Below we explain key rights you may have under UK data protection laws. You can find out more about these rights on the ICO’s website: https://ico.org.uk/.
To exercise any of these rights you can contact the UK Data Privacy Officer at privacy@uk.abnamro.com
Right of objection (e.g., to profiling or direct marketing)
If we use your personal data on the basis of a “legitimate interest” (or of carrying out a task in the public interest), you have the right to object. You may not want us to use your personal data for profiling. Yet sometimes we may do so even if you object. For example, to fight fraud, manage risks or investigate unusual transactions. Of course, we comply with the law in doing so.
However, you can always object to the creation of a personalised customer profile for direct marketing purposes.
Likewise, if you no longer wish to receive offers for our products and services then you can unsubscribe at any time. You can also do this with every marketing message.
Rights to access, rectification, erasure, and restriction
You have the right to request an overview of all the personal data we use about you.
Are your personal data incorrect? If so, you can ask us to change your personal data.
You can always ask us to delete your personal data. However, we cannot always do this and we do not always have to. For example, if the law requires us to keep your personal data for longer.
You can also ask us to temporarily restrict the processing of your personal data. You can do this in the following cases:
You think your personal data is incorrect.
We are using your personal data incorrectly.
We no longer need your personal data, but you still need it (e.g. after the retention period) for the establishment, exercise or substantiation of a legal claim.
When you object (under the right to object described above).
Right to data portability (right to transferability of personal data)
Would you like to have the personal data you have given to us that we automatically store?

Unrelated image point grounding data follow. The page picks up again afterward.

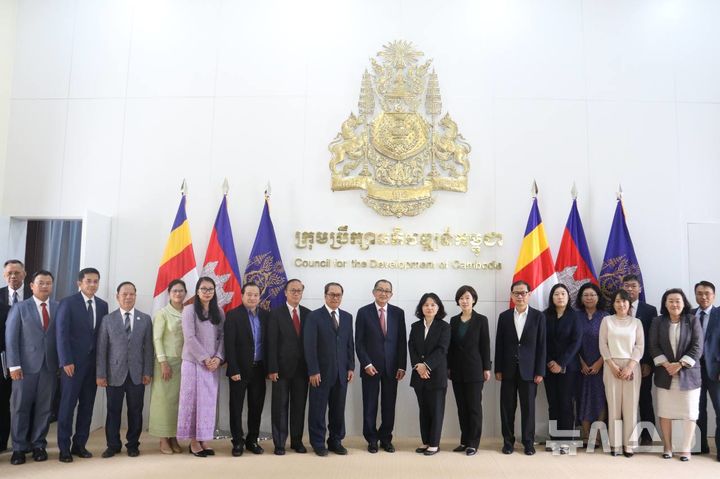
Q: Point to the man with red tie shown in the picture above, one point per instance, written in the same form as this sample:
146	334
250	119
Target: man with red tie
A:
287	369
32	361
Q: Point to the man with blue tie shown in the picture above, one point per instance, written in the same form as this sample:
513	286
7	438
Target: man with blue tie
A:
330	357
380	342
78	321
32	361
124	367
709	317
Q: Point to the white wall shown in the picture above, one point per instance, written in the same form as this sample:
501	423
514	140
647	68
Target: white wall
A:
114	103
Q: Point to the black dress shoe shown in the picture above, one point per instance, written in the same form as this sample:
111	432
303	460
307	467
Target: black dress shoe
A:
338	449
80	451
39	454
387	446
254	448
17	458
299	448
109	452
65	456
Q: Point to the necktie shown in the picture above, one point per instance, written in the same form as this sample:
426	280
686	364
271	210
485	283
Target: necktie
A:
333	315
46	316
91	316
296	321
383	324
127	324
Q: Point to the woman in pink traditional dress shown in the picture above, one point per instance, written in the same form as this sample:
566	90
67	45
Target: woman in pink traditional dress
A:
202	355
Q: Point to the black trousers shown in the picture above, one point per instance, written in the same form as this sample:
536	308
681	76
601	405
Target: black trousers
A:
386	388
713	389
431	405
647	412
468	397
560	390
328	398
510	389
255	388
79	391
5	390
289	396
134	394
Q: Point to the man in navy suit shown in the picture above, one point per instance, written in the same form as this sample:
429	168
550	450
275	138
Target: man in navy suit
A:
645	313
520	352
380	342
32	361
709	317
330	357
78	321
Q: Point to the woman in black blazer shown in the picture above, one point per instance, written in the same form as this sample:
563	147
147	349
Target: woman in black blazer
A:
469	367
563	339
676	344
428	347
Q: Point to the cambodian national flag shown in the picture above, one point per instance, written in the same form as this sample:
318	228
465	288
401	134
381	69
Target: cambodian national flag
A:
574	265
535	263
178	261
221	261
620	259
265	266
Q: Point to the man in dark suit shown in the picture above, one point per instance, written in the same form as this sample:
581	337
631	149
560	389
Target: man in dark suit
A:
709	317
5	383
78	321
16	290
330	357
645	313
520	351
245	330
380	342
287	369
124	367
32	361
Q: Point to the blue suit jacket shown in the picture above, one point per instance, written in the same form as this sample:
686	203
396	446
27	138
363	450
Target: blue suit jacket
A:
326	352
711	349
76	338
28	345
528	351
388	353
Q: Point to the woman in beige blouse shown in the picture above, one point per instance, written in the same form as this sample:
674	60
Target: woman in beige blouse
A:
622	343
165	393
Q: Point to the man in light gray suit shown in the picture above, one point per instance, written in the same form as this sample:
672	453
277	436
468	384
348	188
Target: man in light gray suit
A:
124	368
32	361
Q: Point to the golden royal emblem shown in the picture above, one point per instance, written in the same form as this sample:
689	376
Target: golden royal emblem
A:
397	156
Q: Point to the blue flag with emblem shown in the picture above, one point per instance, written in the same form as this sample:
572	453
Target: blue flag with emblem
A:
265	266
620	259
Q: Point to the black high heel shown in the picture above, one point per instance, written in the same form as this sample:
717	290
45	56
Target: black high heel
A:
202	453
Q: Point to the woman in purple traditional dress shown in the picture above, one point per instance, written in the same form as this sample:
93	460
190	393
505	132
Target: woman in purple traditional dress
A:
591	390
202	355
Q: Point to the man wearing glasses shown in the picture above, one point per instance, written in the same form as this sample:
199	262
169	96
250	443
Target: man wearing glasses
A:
520	352
287	370
380	342
330	357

You can, but only if we process your personal data on the basis of your consent or on the basis of the agreement we have concluded with you directly as an individual (as opposed to a business you act for). This is called ‘data portability’.
The right to complain
If you are unhappy with how we process your personal data, you have the right to complain to the ICO – see the section immediately below.
Please contact us if you have any questions about the Privacy Statement. You can do this by contacting the UK Data Privacy Officer at privacy@uk.abnamro.com. We will be happy to help you.
You can also contact the UK Data Privacy Officer if you have a complaint about how we have handled your personal data or wish to exercise any of the rights described above.
Additionally, you can take your complaint to the UK’s data protection regulator, the ICO, if you are unhappy with our response or you don’t believe your complaint has been resolved within a reasonable period. You should raise your concerns with the ICO within 3 months of your last meaningful contact with us. The ICO can be contacted via their website or by telephone on 0303 123 1113.
We may update this Privacy Statement from time to time, including in order to respond to changes in the law - or to make changes to our services or products - where this may affect the way we use your personal data. In these cases, we will inform you accordingly (which may include by notice on our website(s)).
In this Privacy Statement, unless the context requires otherwise, references to:
“EEA” mean the European Economic Area
“Group DPO” mean the ABN AMRO Global Group Data Protection Officer
“ICO” mean the Information Commissioner’s Office, the data protection regulator for the United Kingdom
“UK GDPR” mean the General Data Protection Regulation ((EU) 2016/679) insofar as it forms part of the laws of England and Wales, Scotland, and Northern Ireland, including as amended from time to time
“we”, “our”, and “us” are to ABN AMRO Bank N.V., UK Branch, and
“you” are to the individual reading this Privacy Statement or to whom this this Privacy Statement is intended to apply.